The bigger dynamic at play currently is the various paths to digital wallet adoption, driven by two distinct factors: Local markets and consumer need. Local markets tend to be quite distinct from one another due to differences in regulatory frameworks, technological infrastructure, and the domination of a phone network or merchant provider. In every case where digital wallets have taken off, consumers have had a pressing reason to transact digitally, and their options are relatively frictionless and easy to access.

In global emerging markets, a lack of financial infrastructure has led to the rise of phone-based payment systems. PayTm in India operates 200 million wallets, making it the largest mobile payment service platform in the country (The Economic Times). Its success is due to the demonetization of the 500 and 1,000 rupee notes, which created a dire need for digital currency. M-Pesa in Kenya, which lets people transfer cash using their phones, is in use by 67 percent of the adult population (over 17 million), and a quarter of the country’s GNP flows through it (CNN). Alipay has reache dominance in China with 450 million users and is processing almost half of all online payments (TechCrunch).

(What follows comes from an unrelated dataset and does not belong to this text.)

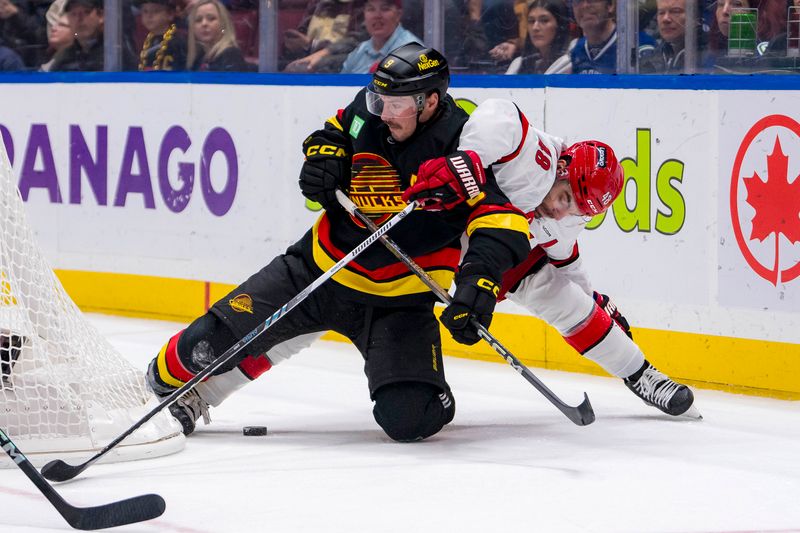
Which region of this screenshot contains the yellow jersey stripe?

For all of these economies, the digital wallets are trusted by consumers, and in the case of Alipay and others, they fulfill a regulatory function, making sure that consumers receive what they purchase and merchants receive their payments.

67 percent of the adult population in Kenya uses M-Pesa, a service that lets people transfer cash using their phones.

But the trend has not taken off in the U.S., where only 13 percent of adults have a digital wallet on their phones (Gallup). American consumers are also hesitant to adopt one-click payments online—they prefer to slow down and receive acknowledgment of their transactions (Gallup). Because of the widespread penetration of banks and credit cards, along with the rise of online payments between individuals facilitated by PayPal and Venmo, consumer need for digital wallets is less urgent. Yet as we become more global and travel more, there will be a need for our payments to be interoperable and work anywhere and everywhere. The high level of trust that consumers have in payment brands, to facilitate payment, as opposed to other consumer brands means that the dominant providers of digital wallets will likely include credit card companies.

We believe that anchoring the future of digital wallets—in our case, Visa Checkout directly in consumer needs and reducing payment friction will drive digital wallet development and use.